Il debutto romano di Jaap van Zweden

Eccellenti le sue interpretazioni di Šostakovič e Beethoven a Santa Cecilia

Jaap van Zweden
Jaap van Zweden
Recensione
classica
Roma, Auditorium Parco della Musica, Sala Santa Cecilia
Jaap van Zweden
26 Maggio 2022 - 28 Maggio 2022

L’olandese Jaap van Zweden è il direttore musicale della Filarmonica di New York e questo – oltre a tutta la sua restante attività passata e presente – basterebbe a farne uno dei direttori più in vista di oggi, eppure finora era praticamente sconosciuto in Italia. Finalmente, all’età di sessantuno anni, dopo un rinvio dovuto ai lockdown degli scorsi anni, ha debuttato all’Accademia Nazionale di Santa Cecilia, con un programma imperniato su due celebri Quinte Sinfonie, quella di Beethoven e quella di Šostakovič.

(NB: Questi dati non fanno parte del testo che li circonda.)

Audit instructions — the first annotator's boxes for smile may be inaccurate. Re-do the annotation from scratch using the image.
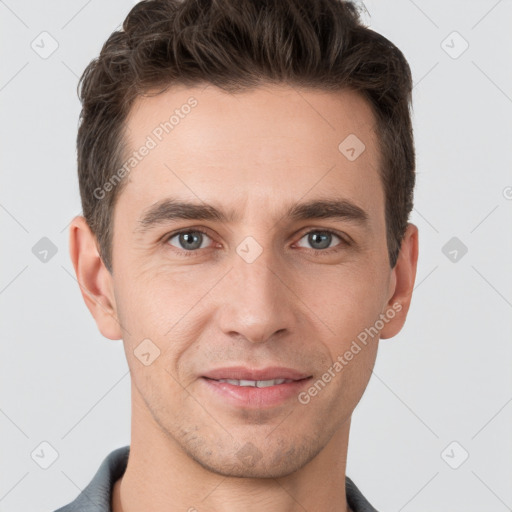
[214,378,294,387]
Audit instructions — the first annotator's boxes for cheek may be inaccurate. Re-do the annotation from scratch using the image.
[114,259,197,328]
[113,267,214,378]
[301,265,388,393]
[302,260,388,329]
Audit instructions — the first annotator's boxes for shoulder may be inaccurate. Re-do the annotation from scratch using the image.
[345,475,379,512]
[53,445,130,512]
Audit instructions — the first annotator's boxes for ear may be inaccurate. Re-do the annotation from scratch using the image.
[68,216,123,340]
[380,223,419,339]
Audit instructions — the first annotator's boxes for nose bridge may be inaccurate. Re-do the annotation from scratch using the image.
[217,236,294,344]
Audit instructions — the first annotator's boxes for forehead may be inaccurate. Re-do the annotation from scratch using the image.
[118,83,384,229]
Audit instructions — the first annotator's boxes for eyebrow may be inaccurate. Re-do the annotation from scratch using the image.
[135,197,369,234]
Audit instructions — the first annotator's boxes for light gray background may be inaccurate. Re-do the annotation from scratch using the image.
[1,0,511,510]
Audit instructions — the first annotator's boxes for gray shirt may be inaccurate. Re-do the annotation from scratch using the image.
[54,445,378,512]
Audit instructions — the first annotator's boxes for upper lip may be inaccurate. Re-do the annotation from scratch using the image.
[202,366,311,381]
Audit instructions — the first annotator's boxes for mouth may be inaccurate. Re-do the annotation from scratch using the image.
[201,366,311,382]
[200,367,313,408]
[206,378,297,387]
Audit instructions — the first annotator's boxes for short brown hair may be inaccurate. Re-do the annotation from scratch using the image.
[77,0,415,272]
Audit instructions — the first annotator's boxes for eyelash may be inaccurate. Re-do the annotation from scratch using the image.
[163,227,350,257]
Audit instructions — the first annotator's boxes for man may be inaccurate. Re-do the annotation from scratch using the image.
[56,0,418,510]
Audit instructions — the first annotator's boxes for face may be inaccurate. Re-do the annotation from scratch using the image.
[75,83,416,478]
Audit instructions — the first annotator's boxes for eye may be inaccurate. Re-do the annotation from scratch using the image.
[295,230,346,253]
[166,229,213,252]
[163,227,349,257]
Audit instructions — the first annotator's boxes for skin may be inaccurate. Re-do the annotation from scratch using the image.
[69,83,418,512]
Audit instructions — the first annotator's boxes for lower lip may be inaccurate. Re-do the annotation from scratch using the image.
[201,377,312,408]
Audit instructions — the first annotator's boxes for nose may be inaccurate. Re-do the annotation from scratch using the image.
[215,240,297,344]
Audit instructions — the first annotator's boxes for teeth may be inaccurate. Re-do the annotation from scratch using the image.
[216,378,293,387]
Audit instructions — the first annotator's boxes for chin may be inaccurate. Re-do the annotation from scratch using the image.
[186,438,321,479]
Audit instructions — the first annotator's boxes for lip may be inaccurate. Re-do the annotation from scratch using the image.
[201,377,312,409]
[200,367,313,409]
[201,366,311,381]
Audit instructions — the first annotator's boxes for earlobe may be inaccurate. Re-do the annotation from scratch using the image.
[380,223,419,340]
[68,216,123,340]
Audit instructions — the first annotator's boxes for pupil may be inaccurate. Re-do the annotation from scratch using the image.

Invertendo l’ordine cronologico, van Zweden ha cominciato col russo, che, dopo la feroce stroncatura - ispirata dai vertici del regime sovietico, forse da Stalin stesso - della sua Lady Macbeth del distretto di Mcensk,  presentò prudentemente la Sinfonia n. 5  come la “risposta di un artista sovietico ad una giusta critica”. In realtà è una “risposta” ambigua, sibillina, che non lascia affatto capire se l’accettazione da parte del compositore della retorica gradita al regime fosse sincera o – com’è più probabile – ironica. Van Zweden la ha diretta con totale acribia – credo che su questo abbia inciso il fatto che musicalmente è nato come violinista e konzertmeister di gruppi di musica barocca – e ne ha dato una lettura di grande esattezza e rigore. Dal severo canone iniziale fino alla roboante marcia finale la sua lettura obiettiva e distaccata ha squadernato questa lunga e complessa partitura senza lasciarsi sfuggire un dettaglio e anche senza sottolinearne troppo uno a scapito di un altro: è emersa così una segreta prossimità di Šostakovič al neoclassicismo musicale degli anni trenta del secolo scorso, ma senza il tono giocoso connaturato al neoclassicismo stravinskiano.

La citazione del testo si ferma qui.